Polícia Civil conclui investigação e indicia morador de Cambira por falso tratamento contra leucemia
A Polícia Civil de Apucarana concluiu a investigação que apurava um suposto esquema de arrecadação de dinheiro baseado em um falso tratamento contra leucemia. O principal investigado é um morador de Cambira, que teria mobilizado campanhas beneficentes, vaquinhas virtuais, rifas e pedidos de ajuda financeira alegando estar em tratamento da doença.

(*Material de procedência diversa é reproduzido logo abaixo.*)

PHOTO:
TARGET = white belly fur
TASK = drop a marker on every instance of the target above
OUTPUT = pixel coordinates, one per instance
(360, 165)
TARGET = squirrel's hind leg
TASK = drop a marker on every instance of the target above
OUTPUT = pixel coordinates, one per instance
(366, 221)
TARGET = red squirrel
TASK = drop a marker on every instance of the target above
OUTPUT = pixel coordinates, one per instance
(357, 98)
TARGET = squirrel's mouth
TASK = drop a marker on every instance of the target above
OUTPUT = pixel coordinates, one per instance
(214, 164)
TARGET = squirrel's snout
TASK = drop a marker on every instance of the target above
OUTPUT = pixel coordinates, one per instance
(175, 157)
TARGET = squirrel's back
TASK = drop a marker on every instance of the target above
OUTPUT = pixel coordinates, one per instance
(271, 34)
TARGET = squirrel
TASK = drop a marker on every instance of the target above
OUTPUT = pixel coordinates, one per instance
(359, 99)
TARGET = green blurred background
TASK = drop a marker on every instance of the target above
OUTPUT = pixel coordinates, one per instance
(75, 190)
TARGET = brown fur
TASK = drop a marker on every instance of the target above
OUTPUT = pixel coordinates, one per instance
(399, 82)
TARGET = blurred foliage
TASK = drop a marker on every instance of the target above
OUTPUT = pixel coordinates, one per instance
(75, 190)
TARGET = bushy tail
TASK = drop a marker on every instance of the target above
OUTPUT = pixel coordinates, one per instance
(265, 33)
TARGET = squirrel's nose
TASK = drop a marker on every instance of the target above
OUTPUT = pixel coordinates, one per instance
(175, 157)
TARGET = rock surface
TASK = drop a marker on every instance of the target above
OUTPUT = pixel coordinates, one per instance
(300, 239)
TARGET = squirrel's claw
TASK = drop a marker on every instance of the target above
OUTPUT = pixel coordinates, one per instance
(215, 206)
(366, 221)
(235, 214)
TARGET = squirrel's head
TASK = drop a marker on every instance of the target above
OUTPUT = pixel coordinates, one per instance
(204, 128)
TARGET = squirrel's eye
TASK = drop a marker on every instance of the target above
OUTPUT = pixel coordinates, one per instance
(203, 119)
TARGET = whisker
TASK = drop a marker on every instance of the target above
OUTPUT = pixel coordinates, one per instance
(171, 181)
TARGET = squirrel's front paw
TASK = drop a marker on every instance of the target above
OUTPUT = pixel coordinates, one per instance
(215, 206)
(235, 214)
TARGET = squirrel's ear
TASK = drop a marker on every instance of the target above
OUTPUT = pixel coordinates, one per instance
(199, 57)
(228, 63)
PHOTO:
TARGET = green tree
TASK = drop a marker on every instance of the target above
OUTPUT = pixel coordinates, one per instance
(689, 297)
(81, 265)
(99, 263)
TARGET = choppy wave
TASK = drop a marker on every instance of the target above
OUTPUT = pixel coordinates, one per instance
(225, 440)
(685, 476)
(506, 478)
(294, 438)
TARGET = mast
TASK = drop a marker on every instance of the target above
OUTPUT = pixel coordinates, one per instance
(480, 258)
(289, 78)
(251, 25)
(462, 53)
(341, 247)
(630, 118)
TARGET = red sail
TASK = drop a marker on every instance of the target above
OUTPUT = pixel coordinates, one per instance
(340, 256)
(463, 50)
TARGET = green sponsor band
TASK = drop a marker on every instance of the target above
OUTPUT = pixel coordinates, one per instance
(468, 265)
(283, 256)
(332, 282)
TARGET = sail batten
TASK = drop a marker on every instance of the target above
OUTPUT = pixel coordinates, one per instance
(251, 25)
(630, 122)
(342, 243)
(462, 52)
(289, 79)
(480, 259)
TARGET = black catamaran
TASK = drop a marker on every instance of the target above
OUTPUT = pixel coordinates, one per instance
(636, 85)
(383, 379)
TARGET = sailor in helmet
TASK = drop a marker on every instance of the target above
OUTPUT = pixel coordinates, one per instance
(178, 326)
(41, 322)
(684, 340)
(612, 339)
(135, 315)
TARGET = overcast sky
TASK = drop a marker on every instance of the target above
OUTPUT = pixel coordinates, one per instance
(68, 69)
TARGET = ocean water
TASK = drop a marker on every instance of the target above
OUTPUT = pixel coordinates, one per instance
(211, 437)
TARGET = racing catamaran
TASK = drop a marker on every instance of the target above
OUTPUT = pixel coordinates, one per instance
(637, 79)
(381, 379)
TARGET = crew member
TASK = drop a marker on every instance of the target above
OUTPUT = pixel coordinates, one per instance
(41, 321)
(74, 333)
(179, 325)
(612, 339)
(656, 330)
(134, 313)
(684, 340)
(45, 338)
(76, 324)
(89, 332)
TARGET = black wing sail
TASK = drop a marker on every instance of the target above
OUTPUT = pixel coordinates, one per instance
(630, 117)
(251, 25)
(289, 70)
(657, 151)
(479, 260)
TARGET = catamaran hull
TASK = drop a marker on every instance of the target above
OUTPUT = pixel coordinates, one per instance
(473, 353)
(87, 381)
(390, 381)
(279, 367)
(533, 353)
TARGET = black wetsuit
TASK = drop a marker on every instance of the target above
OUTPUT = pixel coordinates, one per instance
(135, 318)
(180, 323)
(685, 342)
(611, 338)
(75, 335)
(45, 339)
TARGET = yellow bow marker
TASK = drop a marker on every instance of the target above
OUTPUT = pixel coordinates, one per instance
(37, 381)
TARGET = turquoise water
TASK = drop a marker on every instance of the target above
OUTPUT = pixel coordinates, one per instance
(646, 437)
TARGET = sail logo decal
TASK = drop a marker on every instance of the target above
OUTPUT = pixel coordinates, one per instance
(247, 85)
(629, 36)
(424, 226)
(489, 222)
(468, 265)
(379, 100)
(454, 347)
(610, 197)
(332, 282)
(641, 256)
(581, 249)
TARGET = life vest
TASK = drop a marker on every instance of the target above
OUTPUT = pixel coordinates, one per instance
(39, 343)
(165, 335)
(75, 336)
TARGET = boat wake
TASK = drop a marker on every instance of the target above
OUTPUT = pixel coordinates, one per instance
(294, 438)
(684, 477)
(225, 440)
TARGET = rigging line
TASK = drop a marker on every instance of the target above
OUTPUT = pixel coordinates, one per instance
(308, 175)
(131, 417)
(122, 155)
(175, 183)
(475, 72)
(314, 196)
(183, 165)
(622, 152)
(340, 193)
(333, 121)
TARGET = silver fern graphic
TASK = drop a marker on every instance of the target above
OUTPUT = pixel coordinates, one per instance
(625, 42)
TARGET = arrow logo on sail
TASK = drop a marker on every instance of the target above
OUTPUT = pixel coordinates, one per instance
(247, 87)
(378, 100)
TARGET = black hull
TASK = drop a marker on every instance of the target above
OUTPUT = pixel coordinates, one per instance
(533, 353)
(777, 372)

De acordo com a investigação da 17ª Subdivisão Policial, o homem afirmava realizar tratamento em diversas instituições de saúde do Paraná e também no Hospital Israelita Albert Einstein, em São Paulo. No entanto, todos os hospitais consultados informaram que ele nunca foi paciente nem recebeu atendimento relacionado à doença.

As apurações também identificaram a utilização de um número de WhatsApp atribuído falsamente a um suposto médico, usado para reforçar a narrativa e incentivar novas doações.

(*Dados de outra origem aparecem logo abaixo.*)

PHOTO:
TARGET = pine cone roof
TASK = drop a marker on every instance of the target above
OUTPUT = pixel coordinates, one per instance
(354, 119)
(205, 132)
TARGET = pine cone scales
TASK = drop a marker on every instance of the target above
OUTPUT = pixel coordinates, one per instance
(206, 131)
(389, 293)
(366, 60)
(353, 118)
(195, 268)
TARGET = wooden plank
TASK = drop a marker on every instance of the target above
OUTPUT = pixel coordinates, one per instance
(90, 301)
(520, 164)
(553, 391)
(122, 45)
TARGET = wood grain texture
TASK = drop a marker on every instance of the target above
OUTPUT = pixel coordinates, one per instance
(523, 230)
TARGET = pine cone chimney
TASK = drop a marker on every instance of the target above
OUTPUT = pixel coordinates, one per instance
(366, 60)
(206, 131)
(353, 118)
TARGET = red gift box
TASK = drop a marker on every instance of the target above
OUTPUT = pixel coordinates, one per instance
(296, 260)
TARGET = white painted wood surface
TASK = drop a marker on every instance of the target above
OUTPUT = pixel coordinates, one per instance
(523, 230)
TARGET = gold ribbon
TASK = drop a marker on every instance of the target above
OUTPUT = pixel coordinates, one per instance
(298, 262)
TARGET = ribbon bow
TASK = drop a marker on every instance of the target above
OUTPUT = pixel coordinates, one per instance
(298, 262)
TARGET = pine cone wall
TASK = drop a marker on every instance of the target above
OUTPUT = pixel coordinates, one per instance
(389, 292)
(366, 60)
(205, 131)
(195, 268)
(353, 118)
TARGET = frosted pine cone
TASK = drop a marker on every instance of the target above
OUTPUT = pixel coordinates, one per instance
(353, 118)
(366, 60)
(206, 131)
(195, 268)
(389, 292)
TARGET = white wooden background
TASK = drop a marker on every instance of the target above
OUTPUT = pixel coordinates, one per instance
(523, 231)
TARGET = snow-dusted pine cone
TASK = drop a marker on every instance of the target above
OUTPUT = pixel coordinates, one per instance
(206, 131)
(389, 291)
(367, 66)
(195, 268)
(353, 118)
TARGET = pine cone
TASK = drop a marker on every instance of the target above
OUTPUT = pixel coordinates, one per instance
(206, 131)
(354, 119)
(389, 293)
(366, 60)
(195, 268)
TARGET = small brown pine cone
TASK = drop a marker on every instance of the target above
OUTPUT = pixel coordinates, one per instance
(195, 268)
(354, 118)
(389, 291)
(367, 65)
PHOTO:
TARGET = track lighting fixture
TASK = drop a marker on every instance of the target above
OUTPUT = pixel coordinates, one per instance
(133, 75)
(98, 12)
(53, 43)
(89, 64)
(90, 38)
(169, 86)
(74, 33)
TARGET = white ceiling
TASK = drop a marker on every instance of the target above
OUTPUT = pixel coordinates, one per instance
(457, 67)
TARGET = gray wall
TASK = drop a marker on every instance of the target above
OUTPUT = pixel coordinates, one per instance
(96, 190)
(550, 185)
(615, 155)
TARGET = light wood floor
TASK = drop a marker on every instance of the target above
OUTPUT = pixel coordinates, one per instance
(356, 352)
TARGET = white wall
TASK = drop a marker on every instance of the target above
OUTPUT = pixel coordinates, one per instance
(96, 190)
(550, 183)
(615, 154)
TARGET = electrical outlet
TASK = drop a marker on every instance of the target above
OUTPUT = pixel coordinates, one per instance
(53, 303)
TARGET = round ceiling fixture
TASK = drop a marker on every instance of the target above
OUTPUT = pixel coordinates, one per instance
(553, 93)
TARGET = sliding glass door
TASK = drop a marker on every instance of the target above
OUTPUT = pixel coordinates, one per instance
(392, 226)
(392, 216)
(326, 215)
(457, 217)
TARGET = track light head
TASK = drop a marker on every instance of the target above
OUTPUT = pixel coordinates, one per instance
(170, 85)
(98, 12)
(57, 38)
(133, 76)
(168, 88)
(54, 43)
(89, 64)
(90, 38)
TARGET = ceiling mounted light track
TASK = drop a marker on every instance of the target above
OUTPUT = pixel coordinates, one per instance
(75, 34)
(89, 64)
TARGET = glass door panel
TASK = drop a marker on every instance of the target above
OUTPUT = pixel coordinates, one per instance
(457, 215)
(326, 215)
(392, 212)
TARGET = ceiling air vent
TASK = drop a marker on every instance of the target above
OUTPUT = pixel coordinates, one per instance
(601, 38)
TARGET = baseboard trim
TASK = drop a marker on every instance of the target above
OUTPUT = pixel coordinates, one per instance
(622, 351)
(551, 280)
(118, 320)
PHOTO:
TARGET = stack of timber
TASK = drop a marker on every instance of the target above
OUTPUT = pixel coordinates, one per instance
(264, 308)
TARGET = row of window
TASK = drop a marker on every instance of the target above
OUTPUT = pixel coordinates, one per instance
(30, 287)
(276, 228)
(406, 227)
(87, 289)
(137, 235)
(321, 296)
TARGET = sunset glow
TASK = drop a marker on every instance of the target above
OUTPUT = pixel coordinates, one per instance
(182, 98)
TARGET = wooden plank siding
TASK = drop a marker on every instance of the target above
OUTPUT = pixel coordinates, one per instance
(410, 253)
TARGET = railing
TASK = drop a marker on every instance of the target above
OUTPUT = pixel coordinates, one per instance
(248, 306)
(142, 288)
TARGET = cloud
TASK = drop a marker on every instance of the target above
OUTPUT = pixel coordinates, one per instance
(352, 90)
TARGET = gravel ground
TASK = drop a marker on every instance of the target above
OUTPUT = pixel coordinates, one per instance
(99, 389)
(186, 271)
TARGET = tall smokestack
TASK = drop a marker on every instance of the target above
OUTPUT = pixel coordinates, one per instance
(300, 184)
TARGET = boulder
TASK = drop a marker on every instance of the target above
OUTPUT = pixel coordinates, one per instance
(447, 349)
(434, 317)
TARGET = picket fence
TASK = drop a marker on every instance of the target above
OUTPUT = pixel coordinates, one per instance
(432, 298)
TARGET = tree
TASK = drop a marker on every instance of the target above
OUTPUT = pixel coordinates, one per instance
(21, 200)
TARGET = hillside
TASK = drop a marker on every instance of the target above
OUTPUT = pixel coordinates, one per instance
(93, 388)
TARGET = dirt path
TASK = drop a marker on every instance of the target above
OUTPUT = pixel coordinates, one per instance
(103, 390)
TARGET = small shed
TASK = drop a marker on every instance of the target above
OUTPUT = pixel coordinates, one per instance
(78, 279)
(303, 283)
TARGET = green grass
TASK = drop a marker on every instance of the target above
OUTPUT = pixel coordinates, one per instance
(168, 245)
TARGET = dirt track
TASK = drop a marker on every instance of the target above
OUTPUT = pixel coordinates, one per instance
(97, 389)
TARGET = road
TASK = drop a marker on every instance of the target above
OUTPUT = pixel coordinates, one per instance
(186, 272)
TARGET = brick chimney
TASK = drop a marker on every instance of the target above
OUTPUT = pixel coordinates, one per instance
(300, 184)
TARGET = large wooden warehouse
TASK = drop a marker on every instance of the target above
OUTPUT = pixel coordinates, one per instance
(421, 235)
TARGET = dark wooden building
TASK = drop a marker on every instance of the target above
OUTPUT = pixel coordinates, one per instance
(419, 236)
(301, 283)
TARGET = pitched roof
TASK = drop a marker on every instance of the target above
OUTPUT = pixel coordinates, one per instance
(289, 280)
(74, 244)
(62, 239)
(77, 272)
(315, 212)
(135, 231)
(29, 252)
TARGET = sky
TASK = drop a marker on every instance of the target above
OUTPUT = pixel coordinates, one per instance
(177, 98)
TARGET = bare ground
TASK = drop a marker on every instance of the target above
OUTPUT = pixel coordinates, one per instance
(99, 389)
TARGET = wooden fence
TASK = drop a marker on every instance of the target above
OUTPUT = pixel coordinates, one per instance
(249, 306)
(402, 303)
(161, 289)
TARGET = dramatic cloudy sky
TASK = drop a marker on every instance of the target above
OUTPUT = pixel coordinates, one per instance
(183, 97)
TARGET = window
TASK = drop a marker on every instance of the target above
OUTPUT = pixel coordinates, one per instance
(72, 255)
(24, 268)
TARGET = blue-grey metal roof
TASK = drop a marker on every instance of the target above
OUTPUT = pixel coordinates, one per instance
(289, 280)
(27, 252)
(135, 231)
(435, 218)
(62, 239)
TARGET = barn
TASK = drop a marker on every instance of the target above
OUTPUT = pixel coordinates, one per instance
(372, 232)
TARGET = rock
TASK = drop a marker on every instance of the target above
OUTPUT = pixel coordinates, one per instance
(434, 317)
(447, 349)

Segundo a Polícia Civil, parte dos recursos arrecadados teria sido utilizada em viagens e atividades de lazer. Embora não tenha sido possível determinar o valor total obtido, os investigadores reuniram elementos suficientes para indiciar o suspeito pelo crime de estelionato.
A corporação orienta que pessoas que realizaram doações procurem a delegacia mais próxima ou a 17ª SDP de Apucarana para registrar ocorrência e colaborar com as investigações.
O caso ganhou repercussão regional após denúncias feitas por moradores, que levantaram dúvidas sobre a veracidade da doença e das campanhas de arrecadação. A defesa do investigado não foi localizada, mas a informação é de que ele nega as acusações.